Imagine a lovable forklift sitting on top of you, telling you about her adopted bull frog son, making you weep about all the confusions and miscommunications in their relationship. Well, that is exactly what The Wild Robot is like, except it’s not a forklift but a nimbler robot, and it’s not a bullfrog but a gosling.
The movie opens like Castaway. Except it is not Tom Hanks falling from the stormy sky onto a desert island but a Universal Dynamics ROZZUM Unit 7134 robot. Shortly thereafter, the robot (Roz) gets chased by a bear, falls down a hill, and lands on a bunch of goose eggs. She crushes all but one. She holds the egg up, scans it, and sees a glowing little bird inside.
As it turns out, the gosling (Brightbill) is a runt. He’ll die on the island if he doesn’t learn to eat, swim, and fly. So Roz, who “always accomplishes her task,” determines to help him learn these three things before the winter migration comes.
“It’s just a metaphor” means “This is literally the case.”
Remarkably, humans barely appear in the film, and it is all for the better. Yet all the robots and animals on this island tell a very human story. This rhetorical and poetic technique of using the non-human to reveal something human is as old as Aesop (and likely much older, of course). The genius of metaphor lies in the transfer of meaning. We see mother and child through bird and robot.

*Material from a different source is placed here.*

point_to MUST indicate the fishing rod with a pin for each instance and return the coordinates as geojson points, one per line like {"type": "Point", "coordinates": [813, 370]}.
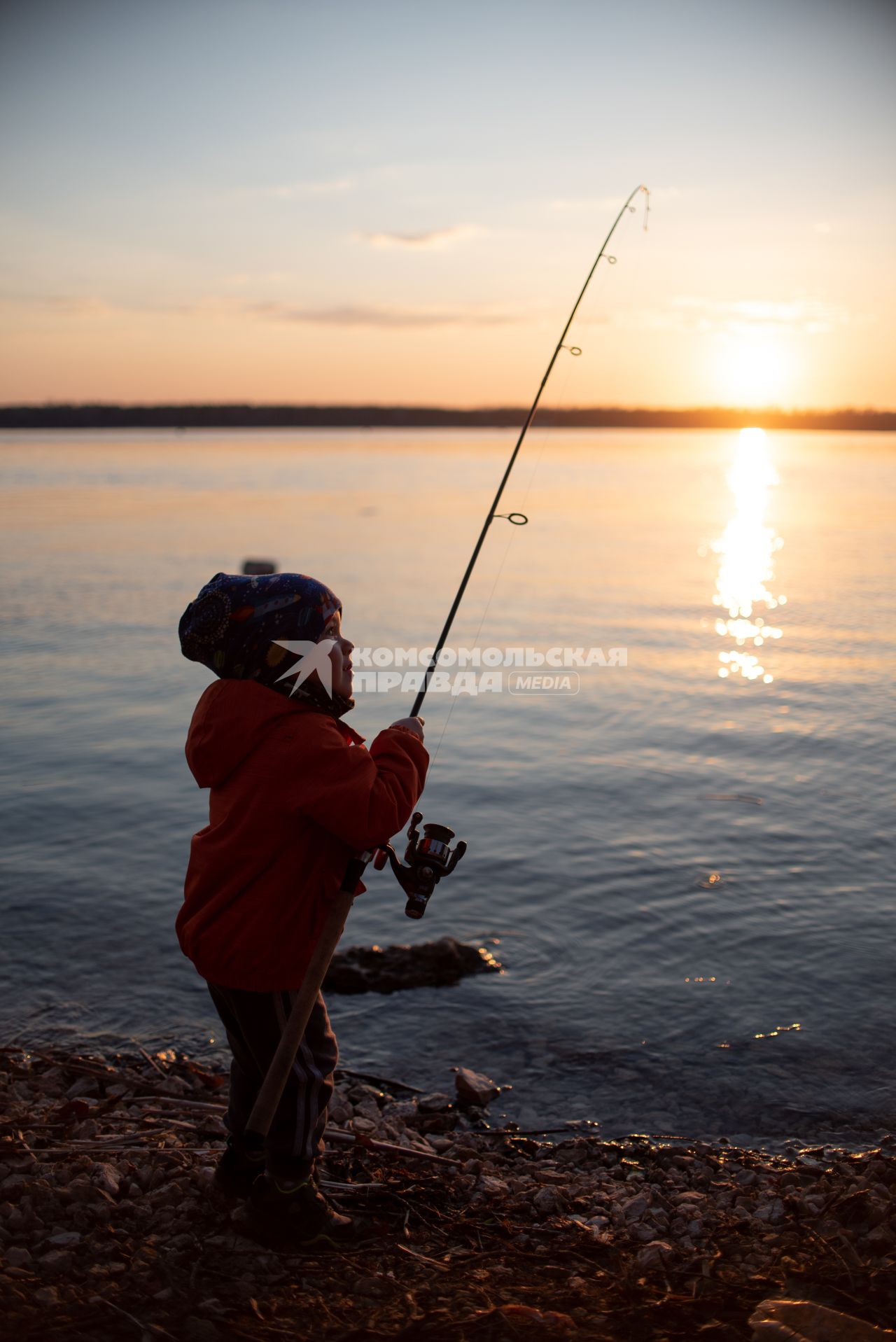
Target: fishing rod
{"type": "Point", "coordinates": [519, 518]}
{"type": "Point", "coordinates": [430, 859]}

I think it may have been Kenneth Burke who said that whenever someone says that they’re speaking metaphorically what they mean is that they’re speaking literally. “It’s just a metaphor” means “This is literally the case.” Keep that in mind the next time someone resorts to a metaphor “simply” for illustrative purposes.
Let’s close with a task. Watch this movie before the winter migration. It’ll teach you to eat, swim, and fly. And, if you pay close enough attention, it’ll teach you something about what it means to be human.